Cognitive Impairment	Learning difficulties are frequent, especially in memory and attention domains, requiring individualized education plans and neuropsychological evaluations.⁵¹	Cognitive decline in adults manifests as memory issues and slowed processing speed. Managed through cognitive rehabilitation and mental health interventions.⁵²
Progression & Disability	Slower disability progression but higher relapse frequency compared to adults. Over time, patients develop significant cognitive and motor impairments, reaching moderate disability earlier.⁵³	Gradual and continuous accumulation of disability with ageing. Adult-onset MS (AOMS) is associated with more severe physical disability, and many adults progress to secondary-progressive MS (SPMS) within 10–20 years.⁵³
MRI Findings	Higher prevalence of gadolinium-enhancing lesions at disease onset, indicating active inflammation. Pediatric MRI often reveals asymptomatic lesions that complicate diagnosis.⁵⁴	Brain atrophy, spinal cord lesions, and reduced brain volume are more prominent as the disease progresses in adults. MRI findings are used to monitor treatment response and progression.⁵⁴
Psychosocial & Supportive Care	Psychosocial care involves collaboration between neurologists, psychologists, physiatrists, and educators to manage school difficulties. Parental involvement is critical in providing emotional support.⁵⁰	Emphasis on maintaining work-life balance and addressing family needs. Mental health services are crucial to manage anxiety and depression, often triggered by disability.⁵⁰

Navigating the transition: challenges and best practices

Patients transitioning from pediatric to adult MS admit to finding it challenging during the treatment process, experiencing difficulties in school and social life, dealing with uncertainty and intense stress, inability to access sufficient information, and ineffective communication with healthcare providers.⁵⁵ As MS is a chronic condition that necessitates long-term care through a cohesive team approach between health care providers, family members and caretakers, the need for clearly defined roles for each team member and a personalized care plan focused on the unique needs of the patient and their family is of great importance⁵⁶ However, coordinating care among multiple providers can present challenges⁵⁷ that need to be addressed for smoother transition of care into adulthood.

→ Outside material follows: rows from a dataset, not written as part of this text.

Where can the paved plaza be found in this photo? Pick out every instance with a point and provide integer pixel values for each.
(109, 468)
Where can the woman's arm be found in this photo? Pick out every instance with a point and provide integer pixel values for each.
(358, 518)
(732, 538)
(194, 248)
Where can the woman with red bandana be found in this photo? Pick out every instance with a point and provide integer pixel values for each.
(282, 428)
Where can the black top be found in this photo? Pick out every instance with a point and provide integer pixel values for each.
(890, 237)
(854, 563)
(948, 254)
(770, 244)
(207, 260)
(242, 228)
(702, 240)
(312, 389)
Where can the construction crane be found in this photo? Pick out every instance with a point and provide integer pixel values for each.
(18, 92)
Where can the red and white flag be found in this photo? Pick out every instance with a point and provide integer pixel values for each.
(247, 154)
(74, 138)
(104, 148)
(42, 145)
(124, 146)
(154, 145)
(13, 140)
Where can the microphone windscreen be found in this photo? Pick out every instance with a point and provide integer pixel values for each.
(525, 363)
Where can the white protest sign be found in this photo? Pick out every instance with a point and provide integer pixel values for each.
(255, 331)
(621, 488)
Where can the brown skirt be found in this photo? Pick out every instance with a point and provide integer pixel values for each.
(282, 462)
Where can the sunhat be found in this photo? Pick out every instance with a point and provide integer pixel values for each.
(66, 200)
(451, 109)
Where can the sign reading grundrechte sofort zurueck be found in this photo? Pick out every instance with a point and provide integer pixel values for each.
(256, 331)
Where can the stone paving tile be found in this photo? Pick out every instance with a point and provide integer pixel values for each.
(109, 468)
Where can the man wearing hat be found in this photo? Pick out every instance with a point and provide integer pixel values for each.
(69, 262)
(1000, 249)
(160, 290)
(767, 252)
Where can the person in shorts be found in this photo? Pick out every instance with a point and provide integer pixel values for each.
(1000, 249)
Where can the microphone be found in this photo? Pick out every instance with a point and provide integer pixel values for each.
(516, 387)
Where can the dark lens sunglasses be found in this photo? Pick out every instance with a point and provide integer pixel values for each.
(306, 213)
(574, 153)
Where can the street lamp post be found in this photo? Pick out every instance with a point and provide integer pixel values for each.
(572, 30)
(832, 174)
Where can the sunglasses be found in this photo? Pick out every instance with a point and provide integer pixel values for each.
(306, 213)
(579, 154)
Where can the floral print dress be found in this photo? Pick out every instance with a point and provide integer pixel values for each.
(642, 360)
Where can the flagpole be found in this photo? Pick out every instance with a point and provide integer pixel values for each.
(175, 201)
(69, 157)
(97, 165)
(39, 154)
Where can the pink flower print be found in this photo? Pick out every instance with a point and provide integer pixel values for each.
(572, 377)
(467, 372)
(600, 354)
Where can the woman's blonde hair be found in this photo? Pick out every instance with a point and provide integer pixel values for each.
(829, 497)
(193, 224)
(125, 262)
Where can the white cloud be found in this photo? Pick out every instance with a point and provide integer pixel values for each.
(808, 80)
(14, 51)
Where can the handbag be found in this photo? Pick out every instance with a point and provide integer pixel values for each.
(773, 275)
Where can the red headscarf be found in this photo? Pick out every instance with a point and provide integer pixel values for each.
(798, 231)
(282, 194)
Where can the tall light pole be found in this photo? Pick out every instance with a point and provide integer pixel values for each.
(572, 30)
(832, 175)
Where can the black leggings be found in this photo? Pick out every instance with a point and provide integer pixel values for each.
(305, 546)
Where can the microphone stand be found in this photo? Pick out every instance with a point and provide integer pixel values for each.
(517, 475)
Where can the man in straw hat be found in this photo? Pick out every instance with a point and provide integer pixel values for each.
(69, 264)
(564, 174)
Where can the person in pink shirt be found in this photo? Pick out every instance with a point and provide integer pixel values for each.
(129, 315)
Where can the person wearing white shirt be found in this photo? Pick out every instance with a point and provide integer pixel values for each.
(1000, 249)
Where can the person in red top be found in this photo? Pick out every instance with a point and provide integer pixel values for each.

Importance of multidisciplinary collaboration

Effective communication and co-management among healthcare providers can lead to improved patient care, better outcomes, reduced costs, greater efficiency, fewer emergency visits, and higher satisfaction.⁵⁷ This is particularly crucial for children needing specialty care, where collaboration between primary care pediatricians and subspecialists is essential. Proper management involves contributions from neurologists, psychiatrists, physiatrists and physiotherapists. Additionally, transitioning to adult healthcare requires ongoing support from these specialities, as patients often face psychosocial challenges like disease disclosure, employment issues, sleep disturbances, dietary changes, exercise, and peer pressure related to drug addiction.⁵⁸

Patient and family engagement

The child as well as family should be appropriately and properly guided for therapeutics and follow-up. Untrained patients can result in a loss to follow-up and trouble with relapse and other complications. Family members should ensure a proper understanding of the patient regarding his illness and help make them understand the importance of seeking timely medical care. This transition might be especially worrisome for parents whose children are stable with a particular healthcare service. However, with proper counselling and education, their fear can be overcome. It has been established that family or parental involvement has been shown to result in a smooth transition. As shown by a UK-based study ParTNerSTEP– – Parents in Transition– – a Nurse- led Support and Transfer Program, results are better when they involved parents of patients by using three modalities of educating parents: by informing websites, online teaching, and meeting with both pediatric and adult providers.⁵⁹

Creating structured transition plans

During the transition, a detailed history of the patient, of all his/ her relapses, maintenance drugs, and management regarding treatment should be transferred to the concerned new healthcare team. How the patient relapses were managed and what were the previous adverse effects of the concerned medications, if any, should all be informed to the adult treating health care team. Allow a visit by the patient to the future provider or, if possible, a combined visit. Joint clinic visits can also be managed by a patient, pediatric, and adult care provider.⁶⁰

The treatment plan should be updated in subsequent visits until the patient is ready for implementation in early adulthood. It is important to document the steps to be conducted to meet the identified needs, as well as identifying appropriate adult care resources. Tools we can implement in our practice are the “Transition Youth Registry” to track the progress of each patient in the transition process, and a “Longitudinal Readiness Checklist” to assess the adolescent's ability for independence and self-management.⁶¹

Transition of care should also be part of the curriculum in residency programs. There is lack of training in transition of care at many levels including undergraduate/graduate medical education.^57,62 This issue must be addressed to improve patient care in children with chronic illnesses.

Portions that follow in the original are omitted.